BANDA ACEH – Kabinet Keluarga Mahasiwa Institut Teknologi Bandung (KM ITB) telah melakukan audiensi dengan Direktur Pendidikan ITB Dr.Techn.Ir. Arief Hariyanto terkait isu wajib kerja paruh waktu untuk mahasiswa penerima keringanan Uang Kuliah Tunggal (UKT).Polemik ini dilatarbelakangi karena Dirdik ITB tidak menyosialisasikan terlebih dahulu, sebelum mengeluarkan kebijakan terhadap mahasiswa penerima keringanan Uang Kuliah Tunggal (UKT) untuk wajib kerja paruh waktu.
Melalui audiensi tersebut, Ketua Kabinet KM ITB Fidela mengungkap bahwa Dirdik menganggap memiliki hak dari pimpinan untuk mengeluarkan kebijakan tanpa melibatkan mahasiswa.
Arief bahkan mengakui ada kekurangan pada proses penyampaian informasi kebijakan ini kepada mahasiswa.
Terlebih, sekitar 5.500 mahasiswa ITB telah mendapatkan surel (email) terkait kewajiban kerja paruh waktu sebagai bentuk timbal balik dari program beasiswa UKT.
“Surel tersebut dikirimkan dengan inisiatif secara sengaja untuk memancing diskusi oleh berbagai pihak, dengan antisipasi bahwa akan ada gelombang penolakan dari berbagai pihak,” terang Fidela Marwa Huwaida pada keterangan resmi di Bandung, 25 September 2024.

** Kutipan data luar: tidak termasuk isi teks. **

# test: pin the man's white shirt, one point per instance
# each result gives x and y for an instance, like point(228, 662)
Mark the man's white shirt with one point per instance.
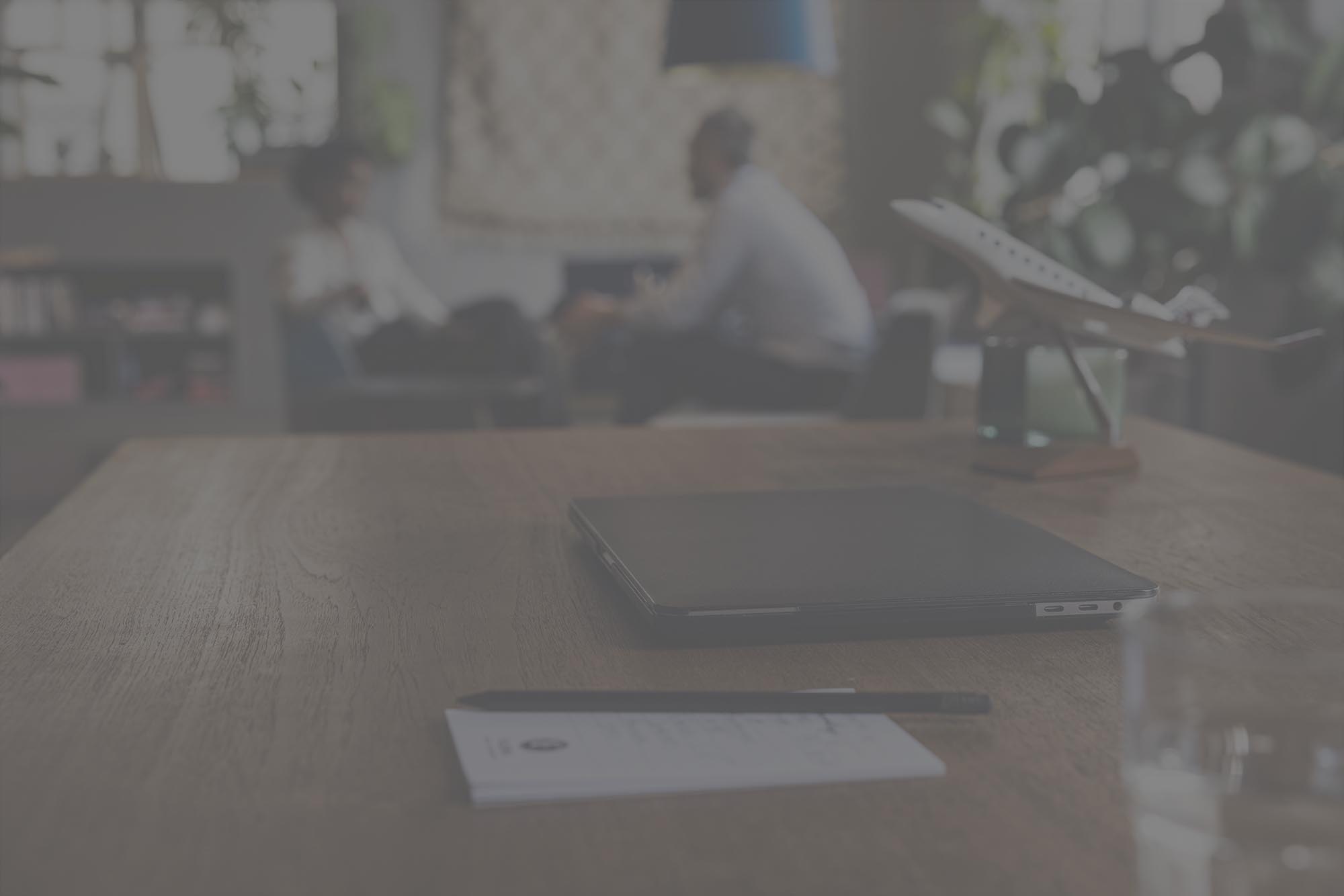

Pasalnya, mahasiswa yang menolak untuk bekerja paruh waktu akan dievaluasi atau diputus beasiswa keringanan UKT-nya pada semester berikutnya.
Parahnya lagi, mahasiswa yang menjalankan kerja paruh waktu ini tidak mendapatkan perjanjian kerja ataupun upah karena dianggap sebagai timbal balik atau rasa terima kasih kepada almamater yang memberikan keringanan biaya UKT.
“Pihak pimpinan ITB menolak untuk memberikan surat perjanjian kerja karena merasa kebijakan timbal balik merupakan moral diri mahasiswa ITB yang telah dibantu oleh ITB,” sebut Fidela.
“Dirdik ITB menganggap bahwa kerja paruh waktu dianggap sebagai kontribusi, bukan eksploitasi, dan tidak akan diberi upah sebagai tanda terima kasih ke ITB,” tambahnya.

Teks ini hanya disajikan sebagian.